Ранним солнечным утром они не торопясь шли по хорошо накатанной дороге. Дома поселка остались позади. Вот и развилка. Слева вдали виднелись пристанционные здания, водонапорная башня, справа, за вспаханной степью, молодо зеленел лесок. Направились туда.
Жара еще не наступила, и дышалось всей грудью. Откуда-то из-за леса доносился веселый рокот моторов.
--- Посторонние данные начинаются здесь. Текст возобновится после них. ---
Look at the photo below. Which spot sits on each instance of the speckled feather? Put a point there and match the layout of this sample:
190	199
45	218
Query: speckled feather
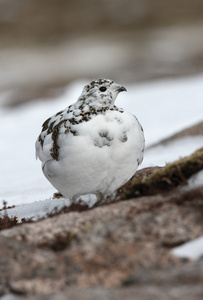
92	146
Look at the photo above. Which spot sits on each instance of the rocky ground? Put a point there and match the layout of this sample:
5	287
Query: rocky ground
117	250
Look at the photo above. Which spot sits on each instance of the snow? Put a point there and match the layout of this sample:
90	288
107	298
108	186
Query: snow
162	107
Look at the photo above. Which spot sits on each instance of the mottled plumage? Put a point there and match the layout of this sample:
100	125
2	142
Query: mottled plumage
92	146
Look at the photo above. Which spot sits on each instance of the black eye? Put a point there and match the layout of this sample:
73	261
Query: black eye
102	89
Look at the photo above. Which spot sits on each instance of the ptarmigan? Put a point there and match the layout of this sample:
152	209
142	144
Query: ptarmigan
93	146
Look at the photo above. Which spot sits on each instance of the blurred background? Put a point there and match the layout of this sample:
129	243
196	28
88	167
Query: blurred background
46	44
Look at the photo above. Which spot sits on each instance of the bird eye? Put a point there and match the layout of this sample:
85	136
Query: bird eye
102	89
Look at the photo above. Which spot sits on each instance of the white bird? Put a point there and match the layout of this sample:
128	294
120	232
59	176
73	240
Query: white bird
92	146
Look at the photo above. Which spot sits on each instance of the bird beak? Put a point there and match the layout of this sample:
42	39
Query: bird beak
121	89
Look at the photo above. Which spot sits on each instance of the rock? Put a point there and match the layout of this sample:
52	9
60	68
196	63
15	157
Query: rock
119	250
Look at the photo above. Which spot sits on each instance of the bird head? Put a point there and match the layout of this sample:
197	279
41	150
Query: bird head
101	93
Киреев шагал легко. Он был в штатском, в рубашке без галстука. Светлые волнистые волосы надежно скрывали первые седые пряди. Лицо поджарое, с глубоко сидящими карими глазами и небольшим, чуть курносым носом выглядело на редкость симпатичным. Что-то задорное, мальчишеское было в нем. А спокойные, неторопливые движения, умение внимательно смотреть и слушать делали Киреева похожим скорее на солидного научного работника, просидевшего всю жизнь за книгами, чем на человека, избравшего неспокойную и опасную профессию.
Судьба не баловала Киреева. Лишившись отца (он погиб на фронте), Киреев ушел из школы в ремесленное училище, а в шестнадцать лет уже работал на заводе, помогая матери содержать семью. Когда подросли младшие сестренки, Павел Семенович снова взялся за учебу, успешно окончил юридический институт. И тогда его направили в Сталинград на работу в органы милиции.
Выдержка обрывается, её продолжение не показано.